Having made her decision, butterflies took flight in her stomach, reminding her of the first time she’d dropped two hundred dollars from savings on a game table in Vegas. People did it all the time, but she had been scared. Well…she’d won then. Maybe she would come out a winner this time.
With a nervous swallow, she returned to the living room. “Lacy, have you kept Steve entertained?” She tried to appear calm, wishing in the back of her busy mind she had a candy cigarette to still the slow tremor rumbling inside.
Steve sat on the couch. “I came bearing gifts.”
While he showed Lacy the package he’d brought her, his gaze swept toward Kelly. The glow lighting his eyes told her he had noticed her efforts. It pleased her, further exciting her already jangled nerves.
She recalled the second time she’d seen him. She’d been dragging his
stupid suitcase across the airport lobby when she’d spotted him. His eyes had lit up, and at the time, they’d reminded her of green traffic signals. Then, she’d kept walking, but now she gave him the signal to go. She smiled and moved to the couch to stand beside him.
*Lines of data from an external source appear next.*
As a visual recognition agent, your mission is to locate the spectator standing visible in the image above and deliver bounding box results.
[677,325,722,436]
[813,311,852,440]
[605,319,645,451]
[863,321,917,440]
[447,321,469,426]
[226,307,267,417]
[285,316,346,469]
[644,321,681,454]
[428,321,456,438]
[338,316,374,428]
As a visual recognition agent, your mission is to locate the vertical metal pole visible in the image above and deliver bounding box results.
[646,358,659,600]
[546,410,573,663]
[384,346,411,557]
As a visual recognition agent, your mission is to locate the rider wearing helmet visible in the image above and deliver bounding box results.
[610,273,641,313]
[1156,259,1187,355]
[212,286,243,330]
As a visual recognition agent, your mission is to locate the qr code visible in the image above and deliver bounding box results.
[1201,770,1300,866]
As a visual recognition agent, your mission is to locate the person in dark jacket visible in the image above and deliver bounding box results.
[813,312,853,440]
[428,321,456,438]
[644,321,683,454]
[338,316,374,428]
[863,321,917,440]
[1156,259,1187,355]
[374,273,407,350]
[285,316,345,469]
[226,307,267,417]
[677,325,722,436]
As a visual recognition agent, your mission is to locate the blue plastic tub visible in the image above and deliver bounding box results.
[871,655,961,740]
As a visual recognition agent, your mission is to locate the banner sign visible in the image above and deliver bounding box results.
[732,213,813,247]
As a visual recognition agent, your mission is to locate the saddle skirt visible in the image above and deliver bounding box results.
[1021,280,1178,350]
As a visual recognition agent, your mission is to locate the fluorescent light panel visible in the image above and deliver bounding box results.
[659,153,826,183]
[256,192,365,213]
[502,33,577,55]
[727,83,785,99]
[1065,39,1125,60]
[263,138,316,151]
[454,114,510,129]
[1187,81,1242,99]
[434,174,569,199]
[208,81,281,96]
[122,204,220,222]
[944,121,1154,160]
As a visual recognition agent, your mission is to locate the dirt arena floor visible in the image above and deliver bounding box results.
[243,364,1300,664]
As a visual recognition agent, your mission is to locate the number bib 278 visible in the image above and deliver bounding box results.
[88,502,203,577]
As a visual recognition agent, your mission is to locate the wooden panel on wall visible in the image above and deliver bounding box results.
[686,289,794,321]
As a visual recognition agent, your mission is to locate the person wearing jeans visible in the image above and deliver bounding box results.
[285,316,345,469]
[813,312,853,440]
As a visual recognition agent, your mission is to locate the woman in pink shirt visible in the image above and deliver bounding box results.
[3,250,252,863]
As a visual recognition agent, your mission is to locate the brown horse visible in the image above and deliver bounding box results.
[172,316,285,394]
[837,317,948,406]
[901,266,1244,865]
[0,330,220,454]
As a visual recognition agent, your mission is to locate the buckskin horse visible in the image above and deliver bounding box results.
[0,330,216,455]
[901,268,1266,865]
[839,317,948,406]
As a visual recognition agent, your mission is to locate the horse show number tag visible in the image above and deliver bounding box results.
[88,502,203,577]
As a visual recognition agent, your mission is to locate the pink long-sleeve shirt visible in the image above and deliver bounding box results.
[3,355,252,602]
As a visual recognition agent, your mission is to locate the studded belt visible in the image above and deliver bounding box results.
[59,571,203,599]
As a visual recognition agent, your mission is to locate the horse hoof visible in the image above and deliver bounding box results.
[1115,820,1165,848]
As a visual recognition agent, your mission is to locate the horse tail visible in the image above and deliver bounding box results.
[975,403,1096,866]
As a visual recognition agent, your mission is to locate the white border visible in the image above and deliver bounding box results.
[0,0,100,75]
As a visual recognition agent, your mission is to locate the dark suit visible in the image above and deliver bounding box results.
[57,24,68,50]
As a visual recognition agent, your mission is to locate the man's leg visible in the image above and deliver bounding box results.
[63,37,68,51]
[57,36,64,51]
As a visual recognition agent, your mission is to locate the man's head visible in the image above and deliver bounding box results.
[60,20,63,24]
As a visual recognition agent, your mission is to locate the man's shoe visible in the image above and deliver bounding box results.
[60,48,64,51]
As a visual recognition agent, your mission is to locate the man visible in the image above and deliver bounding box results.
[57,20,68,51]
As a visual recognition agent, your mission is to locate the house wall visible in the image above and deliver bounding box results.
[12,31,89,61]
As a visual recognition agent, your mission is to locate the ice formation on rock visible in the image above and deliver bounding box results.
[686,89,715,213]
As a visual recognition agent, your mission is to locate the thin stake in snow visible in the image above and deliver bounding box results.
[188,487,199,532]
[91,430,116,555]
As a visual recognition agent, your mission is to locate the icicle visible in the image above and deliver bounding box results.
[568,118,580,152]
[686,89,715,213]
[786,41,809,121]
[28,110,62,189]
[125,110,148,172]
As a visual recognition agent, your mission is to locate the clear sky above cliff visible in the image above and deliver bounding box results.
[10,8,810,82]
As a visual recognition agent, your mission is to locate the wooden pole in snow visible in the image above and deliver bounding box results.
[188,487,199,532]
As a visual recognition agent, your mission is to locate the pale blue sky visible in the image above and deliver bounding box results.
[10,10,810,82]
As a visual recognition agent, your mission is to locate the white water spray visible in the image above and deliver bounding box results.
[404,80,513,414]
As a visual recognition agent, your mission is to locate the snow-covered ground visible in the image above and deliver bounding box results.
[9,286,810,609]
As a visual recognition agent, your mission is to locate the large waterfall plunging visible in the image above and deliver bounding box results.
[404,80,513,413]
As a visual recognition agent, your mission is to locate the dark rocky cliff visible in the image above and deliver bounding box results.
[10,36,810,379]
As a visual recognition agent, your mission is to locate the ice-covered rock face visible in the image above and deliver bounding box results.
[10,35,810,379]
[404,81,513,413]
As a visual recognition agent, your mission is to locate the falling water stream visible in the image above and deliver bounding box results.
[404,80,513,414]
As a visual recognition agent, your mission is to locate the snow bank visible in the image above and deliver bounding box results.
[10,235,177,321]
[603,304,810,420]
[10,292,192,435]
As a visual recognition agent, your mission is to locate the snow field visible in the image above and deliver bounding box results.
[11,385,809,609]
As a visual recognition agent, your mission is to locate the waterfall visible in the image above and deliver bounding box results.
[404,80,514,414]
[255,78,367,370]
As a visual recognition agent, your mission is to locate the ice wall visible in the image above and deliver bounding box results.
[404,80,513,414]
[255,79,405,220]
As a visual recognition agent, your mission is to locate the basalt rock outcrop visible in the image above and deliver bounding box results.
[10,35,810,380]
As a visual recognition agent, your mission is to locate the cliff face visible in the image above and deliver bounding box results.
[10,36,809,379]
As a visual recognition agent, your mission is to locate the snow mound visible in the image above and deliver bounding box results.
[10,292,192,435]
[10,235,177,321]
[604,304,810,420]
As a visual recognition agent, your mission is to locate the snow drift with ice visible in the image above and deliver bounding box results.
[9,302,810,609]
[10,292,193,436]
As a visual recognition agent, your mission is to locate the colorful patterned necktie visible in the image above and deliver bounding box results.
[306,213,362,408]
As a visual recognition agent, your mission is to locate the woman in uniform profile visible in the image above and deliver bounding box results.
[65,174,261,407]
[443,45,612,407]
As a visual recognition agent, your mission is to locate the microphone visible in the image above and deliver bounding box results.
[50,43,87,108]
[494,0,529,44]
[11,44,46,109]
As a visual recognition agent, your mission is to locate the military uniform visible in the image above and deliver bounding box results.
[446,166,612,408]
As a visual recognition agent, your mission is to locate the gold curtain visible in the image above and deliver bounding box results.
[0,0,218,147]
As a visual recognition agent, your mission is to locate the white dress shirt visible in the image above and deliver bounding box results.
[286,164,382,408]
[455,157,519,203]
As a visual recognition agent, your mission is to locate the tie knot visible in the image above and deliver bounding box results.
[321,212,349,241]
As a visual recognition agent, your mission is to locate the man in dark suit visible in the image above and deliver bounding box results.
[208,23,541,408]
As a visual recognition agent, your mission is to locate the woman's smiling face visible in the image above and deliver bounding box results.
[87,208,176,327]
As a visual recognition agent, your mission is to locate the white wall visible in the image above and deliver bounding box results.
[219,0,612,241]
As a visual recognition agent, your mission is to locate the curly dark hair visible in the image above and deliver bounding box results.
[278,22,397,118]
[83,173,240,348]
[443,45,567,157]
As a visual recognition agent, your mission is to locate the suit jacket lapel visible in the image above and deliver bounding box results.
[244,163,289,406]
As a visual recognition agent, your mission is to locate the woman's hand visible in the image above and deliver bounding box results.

“You look great as usual, McCarthy.”
“Compliment returned, Pearson.”
She grinned, her heart knocking against her breastbone. His smile disarmed her. She’d seen faces like his on the cover of
GQ
magazine, but it had been a long time since she’d had a handsome man in her living room.
“Everyone rested and healthy?” he asked.
“We’re great,” she said.
Taking her hand, Steve tugged her down beside him and nuzzled her neck. “Something smells good.”
Obviously, the last couple of nights had affected him, too. “Dinner,” she told him.
“Oh.”
He feigned disappointment. “I thought it was you.”
She pushed him away playfully. “I hope you’re into simple home cooking because I’ve been dying for plain old mashed potatoes. I’ve swallowed enough junk food in the last few weeks to open my own fast food restaurant.”